Walsh’s one regret about his stupendous feat of exploration was that amid his monitoring of all the gauges in the Trieste and the slight distraction of Piccard’s unfriendly preoccupation with tables of data and his enormous Swiss flag, there had not been sufficient room for astonishment, for an expanded sense of appreciation in the moment. Walsh wrote an article for Life (Piccard wrote one for National Geographic) and filed the required reports with the Navy, but he could not find a way to satisfactorily express the breadth of his wonderment. He
works hard to explain to a stranger the realization of his vision of the absolute depths of the sea. He told me that as a submarine captain, he had not actively considered the character of the ocean below 400 feet, not until that singular universe within Earth’s deepest declivities suddenly filled his awareness of where he was and who he was, an explorer craning his neck to peer out a tiny window at 11°18'30" N and 142°15'30" E, nearly six Grand Canyons deep on the utter bottom of the western Pacific, a scene no person before him had been able to experience.
It was important to Walsh that a human being, not a rover or a probe, first saw the bottom of the Pacific. “You can’t surprise a machine,” he said to me. And it is this capacity to appreciate the unknown, to be surprised by it, he believes, that will always set the human explorer apart from the machine. The moment of surprise informs you emphatically that the way you once imagined the world is not the way it is. “To explore,” he says, “is to travel without a hypothesis.”
As he walked me to my truck, in an effort to convey how completely I appreciated his evocation of the Pacific, I asked Walsh if he happened to know anything about ocean striders. He stopped and exclaimed, “Halobates!”
I was glad to have someone to share my enthusiasm with, someone familiar with these obscure small wild animals.

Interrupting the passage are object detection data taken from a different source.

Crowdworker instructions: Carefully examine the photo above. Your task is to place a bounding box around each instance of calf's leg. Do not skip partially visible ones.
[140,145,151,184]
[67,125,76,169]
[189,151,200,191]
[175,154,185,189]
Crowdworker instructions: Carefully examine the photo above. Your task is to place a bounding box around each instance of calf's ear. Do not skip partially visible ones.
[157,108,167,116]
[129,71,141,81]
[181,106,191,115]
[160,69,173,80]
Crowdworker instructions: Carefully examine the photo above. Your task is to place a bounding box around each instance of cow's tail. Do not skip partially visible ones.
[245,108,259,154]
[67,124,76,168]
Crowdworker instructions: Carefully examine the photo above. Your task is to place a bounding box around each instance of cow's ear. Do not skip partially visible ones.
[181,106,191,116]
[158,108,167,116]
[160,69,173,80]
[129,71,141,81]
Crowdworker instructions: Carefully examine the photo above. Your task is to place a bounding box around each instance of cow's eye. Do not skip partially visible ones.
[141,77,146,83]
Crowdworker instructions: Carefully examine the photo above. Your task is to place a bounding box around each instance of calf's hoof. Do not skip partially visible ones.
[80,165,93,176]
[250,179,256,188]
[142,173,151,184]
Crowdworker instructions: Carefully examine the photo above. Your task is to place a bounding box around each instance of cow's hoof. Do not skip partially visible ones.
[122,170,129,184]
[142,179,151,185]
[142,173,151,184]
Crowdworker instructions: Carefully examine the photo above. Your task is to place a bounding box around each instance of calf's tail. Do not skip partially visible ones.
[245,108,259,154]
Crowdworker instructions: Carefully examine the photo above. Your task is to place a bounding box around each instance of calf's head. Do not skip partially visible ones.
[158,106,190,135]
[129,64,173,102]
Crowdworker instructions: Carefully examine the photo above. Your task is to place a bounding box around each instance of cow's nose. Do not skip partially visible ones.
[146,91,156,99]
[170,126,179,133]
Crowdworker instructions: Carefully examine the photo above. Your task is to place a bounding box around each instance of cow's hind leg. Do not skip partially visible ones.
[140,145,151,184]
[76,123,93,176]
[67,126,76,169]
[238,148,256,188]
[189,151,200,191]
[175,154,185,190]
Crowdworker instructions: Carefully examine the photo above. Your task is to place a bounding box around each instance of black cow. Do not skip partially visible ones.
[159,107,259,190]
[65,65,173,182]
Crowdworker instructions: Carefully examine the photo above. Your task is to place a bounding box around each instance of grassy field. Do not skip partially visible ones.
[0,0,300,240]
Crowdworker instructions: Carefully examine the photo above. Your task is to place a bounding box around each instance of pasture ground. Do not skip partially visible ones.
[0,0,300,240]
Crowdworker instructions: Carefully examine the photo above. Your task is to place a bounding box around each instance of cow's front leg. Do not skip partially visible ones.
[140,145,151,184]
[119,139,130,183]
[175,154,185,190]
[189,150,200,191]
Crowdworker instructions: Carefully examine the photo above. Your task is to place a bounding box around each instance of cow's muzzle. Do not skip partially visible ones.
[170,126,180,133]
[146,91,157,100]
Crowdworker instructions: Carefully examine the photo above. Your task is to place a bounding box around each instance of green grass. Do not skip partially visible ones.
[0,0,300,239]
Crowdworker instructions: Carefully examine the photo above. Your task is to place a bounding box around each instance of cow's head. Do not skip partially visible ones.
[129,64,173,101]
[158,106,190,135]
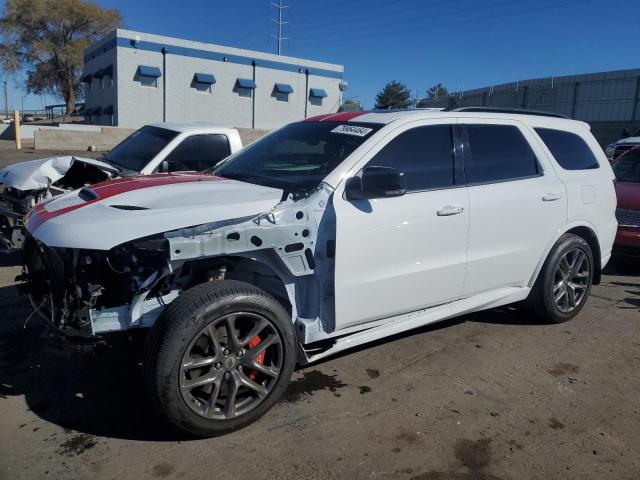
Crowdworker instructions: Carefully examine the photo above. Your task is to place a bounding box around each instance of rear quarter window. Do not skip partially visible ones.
[535,128,599,170]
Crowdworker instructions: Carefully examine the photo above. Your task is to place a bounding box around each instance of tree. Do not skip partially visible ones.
[375,80,411,110]
[338,98,364,112]
[427,83,449,99]
[0,0,122,114]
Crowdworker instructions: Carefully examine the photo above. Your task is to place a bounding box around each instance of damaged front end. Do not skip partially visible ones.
[23,185,335,340]
[0,157,112,250]
[22,236,177,340]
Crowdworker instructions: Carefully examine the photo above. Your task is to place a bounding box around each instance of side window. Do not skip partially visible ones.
[465,125,540,183]
[367,125,455,192]
[165,134,231,172]
[535,128,599,170]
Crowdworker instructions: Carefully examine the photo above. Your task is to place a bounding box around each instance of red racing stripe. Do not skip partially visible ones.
[305,113,333,122]
[25,173,223,232]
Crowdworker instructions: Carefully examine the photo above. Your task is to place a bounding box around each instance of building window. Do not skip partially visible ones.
[309,88,327,107]
[102,105,115,126]
[273,83,293,102]
[191,73,216,93]
[235,78,256,98]
[135,65,161,87]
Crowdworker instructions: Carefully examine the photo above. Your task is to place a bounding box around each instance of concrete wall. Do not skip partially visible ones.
[84,30,343,129]
[0,123,102,140]
[33,127,269,151]
[34,127,133,151]
[83,49,118,125]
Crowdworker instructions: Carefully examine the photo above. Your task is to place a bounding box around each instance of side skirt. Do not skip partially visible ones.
[299,287,531,365]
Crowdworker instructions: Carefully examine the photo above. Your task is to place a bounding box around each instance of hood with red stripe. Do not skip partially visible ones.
[25,173,283,250]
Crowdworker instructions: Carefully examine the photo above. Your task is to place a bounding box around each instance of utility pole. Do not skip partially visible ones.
[270,0,290,55]
[4,80,9,118]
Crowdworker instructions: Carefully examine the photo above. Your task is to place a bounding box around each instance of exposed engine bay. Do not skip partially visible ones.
[22,185,335,341]
[0,157,113,249]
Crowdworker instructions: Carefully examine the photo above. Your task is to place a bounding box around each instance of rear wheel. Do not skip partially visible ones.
[528,234,594,323]
[145,280,295,437]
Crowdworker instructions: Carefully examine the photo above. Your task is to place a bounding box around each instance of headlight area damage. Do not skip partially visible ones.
[0,156,115,249]
[23,185,335,343]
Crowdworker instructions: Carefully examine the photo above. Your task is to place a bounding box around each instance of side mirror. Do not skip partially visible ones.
[345,167,407,200]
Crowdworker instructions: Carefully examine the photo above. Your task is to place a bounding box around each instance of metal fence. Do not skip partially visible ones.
[419,69,640,144]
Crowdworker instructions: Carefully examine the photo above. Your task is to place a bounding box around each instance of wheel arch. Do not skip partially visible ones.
[182,252,295,318]
[528,223,602,287]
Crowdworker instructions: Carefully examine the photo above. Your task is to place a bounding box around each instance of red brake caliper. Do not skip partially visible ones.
[248,335,264,380]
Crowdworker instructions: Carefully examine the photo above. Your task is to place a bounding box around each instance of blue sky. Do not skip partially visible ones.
[3,0,640,108]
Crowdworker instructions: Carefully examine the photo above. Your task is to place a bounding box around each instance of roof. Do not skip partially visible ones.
[305,109,588,128]
[149,122,235,133]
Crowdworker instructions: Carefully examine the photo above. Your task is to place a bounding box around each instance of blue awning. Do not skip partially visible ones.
[276,83,293,93]
[238,78,256,90]
[93,65,113,78]
[309,88,327,98]
[138,65,162,78]
[193,73,216,85]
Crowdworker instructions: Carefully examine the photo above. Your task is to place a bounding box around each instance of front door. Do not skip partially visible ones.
[460,119,567,296]
[334,121,469,330]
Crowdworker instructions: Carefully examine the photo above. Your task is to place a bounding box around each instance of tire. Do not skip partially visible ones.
[144,280,296,437]
[527,234,594,323]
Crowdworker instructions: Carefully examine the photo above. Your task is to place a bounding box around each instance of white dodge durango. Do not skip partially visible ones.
[23,109,617,436]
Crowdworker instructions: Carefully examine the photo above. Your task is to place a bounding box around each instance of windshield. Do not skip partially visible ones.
[213,122,381,194]
[613,150,640,183]
[104,126,178,172]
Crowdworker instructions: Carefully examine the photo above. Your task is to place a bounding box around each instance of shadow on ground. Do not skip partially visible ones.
[0,262,640,441]
[0,287,179,441]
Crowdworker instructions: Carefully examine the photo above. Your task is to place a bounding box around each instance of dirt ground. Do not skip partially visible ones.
[0,146,640,480]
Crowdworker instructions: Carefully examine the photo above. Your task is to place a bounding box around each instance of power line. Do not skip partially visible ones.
[270,0,291,55]
[294,0,461,31]
[288,0,590,48]
[296,0,529,42]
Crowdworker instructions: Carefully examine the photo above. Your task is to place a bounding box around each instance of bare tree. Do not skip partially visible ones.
[0,0,122,114]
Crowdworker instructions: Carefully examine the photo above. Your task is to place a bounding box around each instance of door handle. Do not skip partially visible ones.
[438,205,464,217]
[542,193,562,202]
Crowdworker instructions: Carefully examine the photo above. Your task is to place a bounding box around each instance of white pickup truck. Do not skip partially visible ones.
[0,123,242,249]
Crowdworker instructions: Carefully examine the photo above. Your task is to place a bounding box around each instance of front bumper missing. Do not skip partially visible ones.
[89,291,179,335]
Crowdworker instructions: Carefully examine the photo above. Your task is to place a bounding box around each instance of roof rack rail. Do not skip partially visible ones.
[450,107,569,119]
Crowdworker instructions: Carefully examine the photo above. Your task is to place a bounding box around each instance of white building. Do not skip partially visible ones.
[82,29,346,129]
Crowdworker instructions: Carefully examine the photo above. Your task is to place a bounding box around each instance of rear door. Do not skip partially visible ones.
[460,119,567,296]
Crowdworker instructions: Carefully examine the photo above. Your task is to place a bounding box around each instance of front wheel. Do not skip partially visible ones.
[144,280,296,437]
[527,234,594,323]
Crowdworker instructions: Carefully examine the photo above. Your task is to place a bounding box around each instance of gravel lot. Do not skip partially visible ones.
[0,146,640,480]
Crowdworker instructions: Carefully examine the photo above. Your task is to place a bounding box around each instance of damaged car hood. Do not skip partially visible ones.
[0,155,116,191]
[25,174,283,250]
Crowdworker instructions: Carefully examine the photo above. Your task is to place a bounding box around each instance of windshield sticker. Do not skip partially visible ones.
[331,125,373,137]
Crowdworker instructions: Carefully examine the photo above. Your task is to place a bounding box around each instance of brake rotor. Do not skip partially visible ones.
[248,335,265,380]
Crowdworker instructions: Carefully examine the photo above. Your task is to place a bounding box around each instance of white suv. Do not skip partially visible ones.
[24,110,617,436]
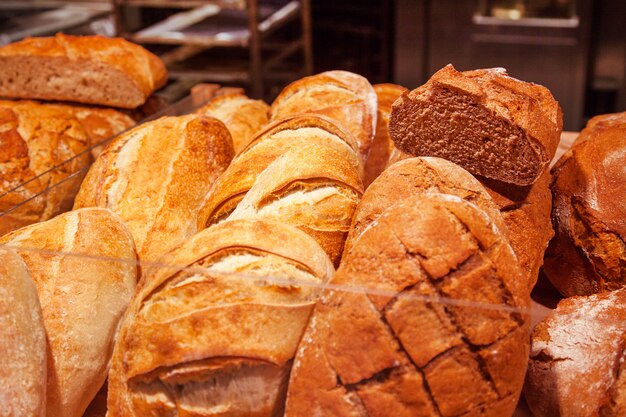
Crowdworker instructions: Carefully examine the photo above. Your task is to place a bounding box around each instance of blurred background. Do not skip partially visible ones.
[0,0,626,130]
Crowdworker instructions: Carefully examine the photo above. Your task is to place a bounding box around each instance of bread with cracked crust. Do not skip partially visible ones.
[285,194,530,417]
[389,65,563,186]
[108,220,334,417]
[0,33,167,109]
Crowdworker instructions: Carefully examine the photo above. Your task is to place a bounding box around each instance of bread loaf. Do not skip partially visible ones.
[196,93,270,153]
[0,101,90,235]
[0,208,137,417]
[0,33,167,109]
[544,113,626,297]
[0,246,46,417]
[270,71,377,163]
[74,115,234,260]
[364,84,407,188]
[524,290,626,417]
[285,194,530,417]
[108,220,334,417]
[389,65,563,186]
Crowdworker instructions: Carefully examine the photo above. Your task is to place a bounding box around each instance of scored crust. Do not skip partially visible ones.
[285,194,530,417]
[389,65,562,185]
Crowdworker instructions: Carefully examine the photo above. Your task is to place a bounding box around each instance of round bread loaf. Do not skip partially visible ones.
[544,113,626,297]
[524,290,626,417]
[285,194,530,417]
[389,65,563,185]
[0,246,46,417]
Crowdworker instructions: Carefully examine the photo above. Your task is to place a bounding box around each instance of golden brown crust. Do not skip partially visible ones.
[544,113,626,296]
[0,33,167,108]
[108,220,334,417]
[74,115,234,260]
[524,290,626,417]
[0,246,46,417]
[285,194,530,417]
[389,65,562,186]
[0,101,90,235]
[270,71,377,163]
[196,93,270,154]
[0,208,137,417]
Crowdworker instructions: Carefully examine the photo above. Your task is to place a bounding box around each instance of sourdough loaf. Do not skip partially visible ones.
[524,290,626,417]
[0,208,137,417]
[389,65,562,186]
[74,115,234,260]
[196,93,270,153]
[285,194,530,417]
[270,71,377,163]
[0,246,46,417]
[108,220,334,417]
[0,33,167,109]
[544,113,626,296]
[363,84,407,188]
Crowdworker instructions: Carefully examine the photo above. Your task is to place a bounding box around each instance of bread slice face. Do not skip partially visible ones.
[389,65,562,185]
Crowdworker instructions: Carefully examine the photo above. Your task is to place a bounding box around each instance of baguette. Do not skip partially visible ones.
[108,220,334,417]
[74,115,234,260]
[0,33,167,109]
[0,247,46,417]
[0,208,137,417]
[285,194,530,417]
[389,65,563,186]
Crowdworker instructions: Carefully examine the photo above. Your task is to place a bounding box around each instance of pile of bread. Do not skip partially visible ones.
[0,34,626,417]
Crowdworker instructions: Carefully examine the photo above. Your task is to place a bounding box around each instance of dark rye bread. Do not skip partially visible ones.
[524,290,626,417]
[544,113,626,297]
[389,65,562,185]
[285,194,530,417]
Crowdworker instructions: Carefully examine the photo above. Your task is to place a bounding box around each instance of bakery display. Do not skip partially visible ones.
[107,220,334,417]
[0,33,167,109]
[0,208,137,417]
[524,290,626,417]
[0,247,46,417]
[544,113,626,296]
[389,65,563,186]
[285,194,530,417]
[74,115,234,260]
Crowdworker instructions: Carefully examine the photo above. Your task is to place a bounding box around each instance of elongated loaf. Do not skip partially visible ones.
[108,220,334,417]
[196,93,270,153]
[524,290,626,417]
[285,194,530,417]
[0,101,90,235]
[0,33,167,109]
[270,71,377,163]
[0,208,137,417]
[0,246,46,417]
[74,115,234,260]
[544,113,626,296]
[363,84,407,188]
[389,65,563,186]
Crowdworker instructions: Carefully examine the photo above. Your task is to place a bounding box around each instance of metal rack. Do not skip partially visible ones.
[112,0,313,97]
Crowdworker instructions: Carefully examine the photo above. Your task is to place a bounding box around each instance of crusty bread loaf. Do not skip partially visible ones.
[0,208,137,417]
[389,65,562,186]
[0,101,90,235]
[0,246,46,417]
[108,220,334,417]
[478,171,554,286]
[196,93,270,153]
[270,71,377,163]
[524,290,626,417]
[0,33,167,109]
[285,194,530,417]
[544,113,626,296]
[344,157,506,254]
[74,115,234,260]
[363,84,407,189]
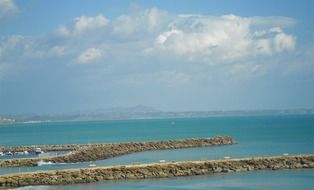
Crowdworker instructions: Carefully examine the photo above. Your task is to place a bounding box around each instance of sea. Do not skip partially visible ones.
[0,115,314,190]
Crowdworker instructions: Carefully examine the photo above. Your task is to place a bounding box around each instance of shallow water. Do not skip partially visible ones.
[16,169,314,190]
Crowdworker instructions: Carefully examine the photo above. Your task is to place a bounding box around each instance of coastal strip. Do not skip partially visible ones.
[0,136,236,167]
[0,144,82,154]
[0,154,314,187]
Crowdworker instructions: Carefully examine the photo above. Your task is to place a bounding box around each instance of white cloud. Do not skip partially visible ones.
[0,8,296,78]
[150,15,295,64]
[0,0,19,20]
[56,14,109,37]
[274,33,295,52]
[77,48,103,64]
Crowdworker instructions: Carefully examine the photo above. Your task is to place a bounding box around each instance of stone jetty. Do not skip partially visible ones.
[0,136,236,167]
[0,154,314,187]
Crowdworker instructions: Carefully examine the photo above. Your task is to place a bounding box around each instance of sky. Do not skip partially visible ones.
[0,0,314,115]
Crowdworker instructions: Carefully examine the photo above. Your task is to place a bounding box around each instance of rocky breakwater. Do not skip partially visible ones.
[0,155,314,187]
[0,136,236,167]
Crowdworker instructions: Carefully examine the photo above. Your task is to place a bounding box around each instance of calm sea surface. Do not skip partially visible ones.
[0,115,314,189]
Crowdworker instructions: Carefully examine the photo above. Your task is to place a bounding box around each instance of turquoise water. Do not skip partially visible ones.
[0,115,314,189]
[21,170,314,190]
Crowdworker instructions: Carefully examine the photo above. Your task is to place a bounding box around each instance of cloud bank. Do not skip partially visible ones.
[0,7,297,81]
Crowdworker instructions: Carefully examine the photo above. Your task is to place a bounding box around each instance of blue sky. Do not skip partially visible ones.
[0,0,314,114]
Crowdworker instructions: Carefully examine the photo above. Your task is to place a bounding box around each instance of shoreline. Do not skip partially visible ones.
[0,154,314,187]
[0,136,236,167]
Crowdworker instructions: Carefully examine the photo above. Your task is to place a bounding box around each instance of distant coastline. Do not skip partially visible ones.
[0,105,314,124]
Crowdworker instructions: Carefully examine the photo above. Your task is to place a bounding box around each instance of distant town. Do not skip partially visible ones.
[0,105,314,124]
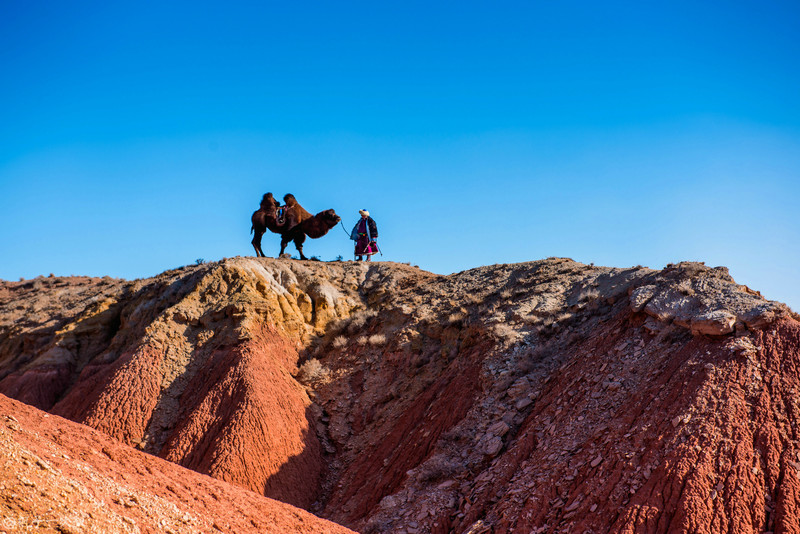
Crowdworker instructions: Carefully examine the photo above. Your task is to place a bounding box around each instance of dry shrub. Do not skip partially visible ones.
[347,310,378,334]
[447,311,467,325]
[494,323,521,342]
[369,334,386,347]
[417,454,461,483]
[297,358,330,383]
[578,288,600,302]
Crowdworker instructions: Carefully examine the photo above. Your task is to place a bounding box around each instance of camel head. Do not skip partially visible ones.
[261,193,280,210]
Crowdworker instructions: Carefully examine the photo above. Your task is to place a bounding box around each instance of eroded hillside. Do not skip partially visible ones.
[0,258,800,534]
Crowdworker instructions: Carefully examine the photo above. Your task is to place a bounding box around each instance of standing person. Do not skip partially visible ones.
[350,210,378,261]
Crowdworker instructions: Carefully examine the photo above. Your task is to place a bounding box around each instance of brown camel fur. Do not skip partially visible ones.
[250,193,341,260]
[255,193,284,258]
[279,210,342,260]
[283,193,313,231]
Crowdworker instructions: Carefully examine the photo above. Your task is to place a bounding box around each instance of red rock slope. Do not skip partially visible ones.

The life of ocean striders, species in the genus Halobates, is one of interminable exploration. Aquatic insects, they skitter, stride, and skate over the active surface of the open ocean, searching for food and mates, which they locate by some as-yet-unknown method in order to perpetuate themselves. They survive pelting rainstorms, terrific winds, and chaotic seas. If death does not arrive in the shape of a seabird, a fish, or a turtle, they sink alone into the abyss when their time comes, as gently as a fingernail clipping. A life lived alone, and for some entirely out of sight of land.